The point of the dagger wavered as Marco’s hand began to shake, but still did not descend. Jacopo frowned and jumped up onto Marco’s shoulder and whisper in his ear.
“You have to do this,” the cricket said, “It’s the only way. You want to be a real boy? You want to have a real papa? This is the only way it can be done.”
Still Marco hesitated. The baby was reaching for the dagger with his tiny hands. Didn’t even understand the danger he was in. Had no fear for his own safety. Marco’s wooden jaw quivered and his grip on the knife tightened in an effort to stop the trembling.
“Anything it takes,” Marco whispered to himself.
“Do it!” Jacopo shouted.
The knife plunged.
The baby wailed.
Knife up and down a second time and then the wailing stopped.
Marco dropped the dagger onto the wooden deck and stumbled backwards.

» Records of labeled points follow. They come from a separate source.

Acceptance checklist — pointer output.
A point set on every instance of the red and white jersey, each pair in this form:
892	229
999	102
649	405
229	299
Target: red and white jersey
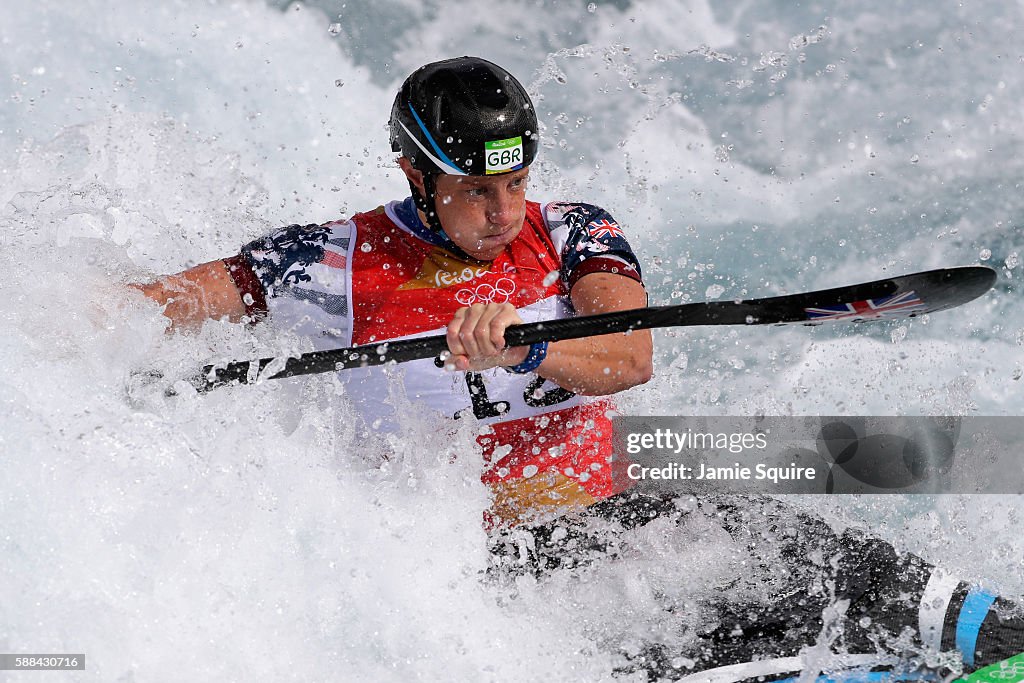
383	275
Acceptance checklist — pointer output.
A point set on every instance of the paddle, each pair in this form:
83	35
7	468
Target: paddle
904	296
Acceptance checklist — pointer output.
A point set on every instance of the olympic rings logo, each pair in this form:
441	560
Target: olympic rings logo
485	293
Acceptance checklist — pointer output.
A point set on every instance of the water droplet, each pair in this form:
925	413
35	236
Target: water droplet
715	291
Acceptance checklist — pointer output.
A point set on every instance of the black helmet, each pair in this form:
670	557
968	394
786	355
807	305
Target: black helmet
464	117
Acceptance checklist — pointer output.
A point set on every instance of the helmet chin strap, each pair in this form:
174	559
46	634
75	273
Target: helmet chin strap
428	205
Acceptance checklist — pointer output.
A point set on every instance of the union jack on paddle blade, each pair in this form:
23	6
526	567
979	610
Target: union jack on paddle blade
897	305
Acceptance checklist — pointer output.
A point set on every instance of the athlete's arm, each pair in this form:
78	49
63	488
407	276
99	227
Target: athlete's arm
598	366
595	366
189	298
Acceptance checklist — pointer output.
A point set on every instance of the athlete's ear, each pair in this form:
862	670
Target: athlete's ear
415	176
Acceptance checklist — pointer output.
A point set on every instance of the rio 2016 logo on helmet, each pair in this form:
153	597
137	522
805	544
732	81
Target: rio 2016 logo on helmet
464	117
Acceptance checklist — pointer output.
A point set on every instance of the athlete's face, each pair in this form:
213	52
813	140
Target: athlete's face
481	214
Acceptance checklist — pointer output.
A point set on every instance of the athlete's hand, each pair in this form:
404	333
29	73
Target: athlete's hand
476	338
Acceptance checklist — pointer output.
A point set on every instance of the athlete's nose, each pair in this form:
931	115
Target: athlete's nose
501	208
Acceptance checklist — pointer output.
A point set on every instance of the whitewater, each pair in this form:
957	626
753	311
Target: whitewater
748	150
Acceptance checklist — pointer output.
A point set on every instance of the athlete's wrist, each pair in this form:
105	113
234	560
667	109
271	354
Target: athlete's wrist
532	359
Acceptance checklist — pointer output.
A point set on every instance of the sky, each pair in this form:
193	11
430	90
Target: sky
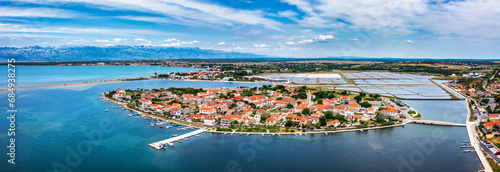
468	29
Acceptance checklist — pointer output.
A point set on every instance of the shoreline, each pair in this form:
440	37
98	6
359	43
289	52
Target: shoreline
116	80
471	133
255	133
66	84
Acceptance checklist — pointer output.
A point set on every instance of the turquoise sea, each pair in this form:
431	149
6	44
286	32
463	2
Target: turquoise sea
66	128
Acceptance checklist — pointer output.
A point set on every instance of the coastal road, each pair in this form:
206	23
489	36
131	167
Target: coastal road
490	151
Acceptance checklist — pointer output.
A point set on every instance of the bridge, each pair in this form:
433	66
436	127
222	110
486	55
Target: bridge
173	139
442	123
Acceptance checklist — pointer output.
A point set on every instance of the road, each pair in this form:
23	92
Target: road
491	151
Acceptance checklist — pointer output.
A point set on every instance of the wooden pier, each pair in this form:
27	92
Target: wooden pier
442	123
173	139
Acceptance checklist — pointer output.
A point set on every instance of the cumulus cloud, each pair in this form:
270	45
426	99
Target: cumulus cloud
119	40
260	45
324	37
305	41
410	42
176	42
170	40
102	40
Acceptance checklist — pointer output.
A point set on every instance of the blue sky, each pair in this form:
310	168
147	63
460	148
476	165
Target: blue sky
287	28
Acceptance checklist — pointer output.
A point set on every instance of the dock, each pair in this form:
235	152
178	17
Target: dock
442	123
173	139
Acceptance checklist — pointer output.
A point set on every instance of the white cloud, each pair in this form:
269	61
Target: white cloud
170	40
16	28
101	40
410	42
119	40
177	42
465	18
324	37
38	12
287	14
305	41
260	45
191	11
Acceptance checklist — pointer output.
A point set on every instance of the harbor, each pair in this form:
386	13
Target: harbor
160	144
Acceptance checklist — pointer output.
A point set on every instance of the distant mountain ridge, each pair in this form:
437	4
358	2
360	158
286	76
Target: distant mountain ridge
112	53
122	52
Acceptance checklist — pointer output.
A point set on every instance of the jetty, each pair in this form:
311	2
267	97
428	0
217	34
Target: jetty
177	138
442	123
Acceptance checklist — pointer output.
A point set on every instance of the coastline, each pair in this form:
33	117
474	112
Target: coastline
256	133
67	84
116	80
471	132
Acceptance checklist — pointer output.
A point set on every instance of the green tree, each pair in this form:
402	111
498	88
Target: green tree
322	121
329	115
358	98
365	104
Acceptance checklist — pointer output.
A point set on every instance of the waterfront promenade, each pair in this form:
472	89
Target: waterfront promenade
442	123
173	139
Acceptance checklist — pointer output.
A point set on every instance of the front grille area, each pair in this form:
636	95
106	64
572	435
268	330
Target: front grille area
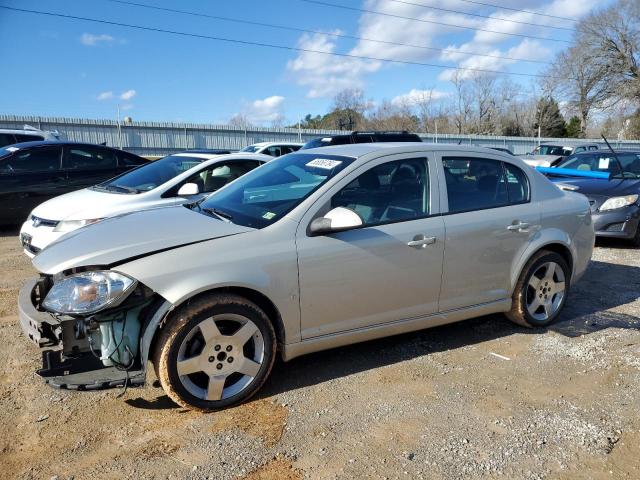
43	222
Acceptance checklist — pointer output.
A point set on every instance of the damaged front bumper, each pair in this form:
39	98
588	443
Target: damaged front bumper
68	344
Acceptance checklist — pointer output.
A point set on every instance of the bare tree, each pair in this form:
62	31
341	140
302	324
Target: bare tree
613	38
462	102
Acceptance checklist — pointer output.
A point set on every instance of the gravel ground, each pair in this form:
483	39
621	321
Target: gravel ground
477	399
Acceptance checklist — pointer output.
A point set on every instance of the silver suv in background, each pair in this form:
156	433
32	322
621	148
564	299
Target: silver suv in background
317	249
26	134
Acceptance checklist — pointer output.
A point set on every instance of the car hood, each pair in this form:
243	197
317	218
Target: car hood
82	204
116	240
599	186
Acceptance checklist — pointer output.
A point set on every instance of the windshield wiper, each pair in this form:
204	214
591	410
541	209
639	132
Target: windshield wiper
221	214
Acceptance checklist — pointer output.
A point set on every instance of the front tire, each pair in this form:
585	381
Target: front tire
541	291
215	352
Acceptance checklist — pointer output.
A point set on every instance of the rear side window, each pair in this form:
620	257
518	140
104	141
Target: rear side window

He brought his hand in front of his face and his eyes widened as he saw that his fingers were made of skin and muscle and bone. He touched his face, soft now, instead of the hard, unforgiving wood it had been.
Jacopo hopped over to Marco with a grim look. “Congratulations, kid. You’re a real boy now.”
Marco stood up and looked back at the baby. He gasped as he saw that the little boy was now made of wood. Motionless on the pedestal.
Marco felt a hot tear run down his cheek, for the first time.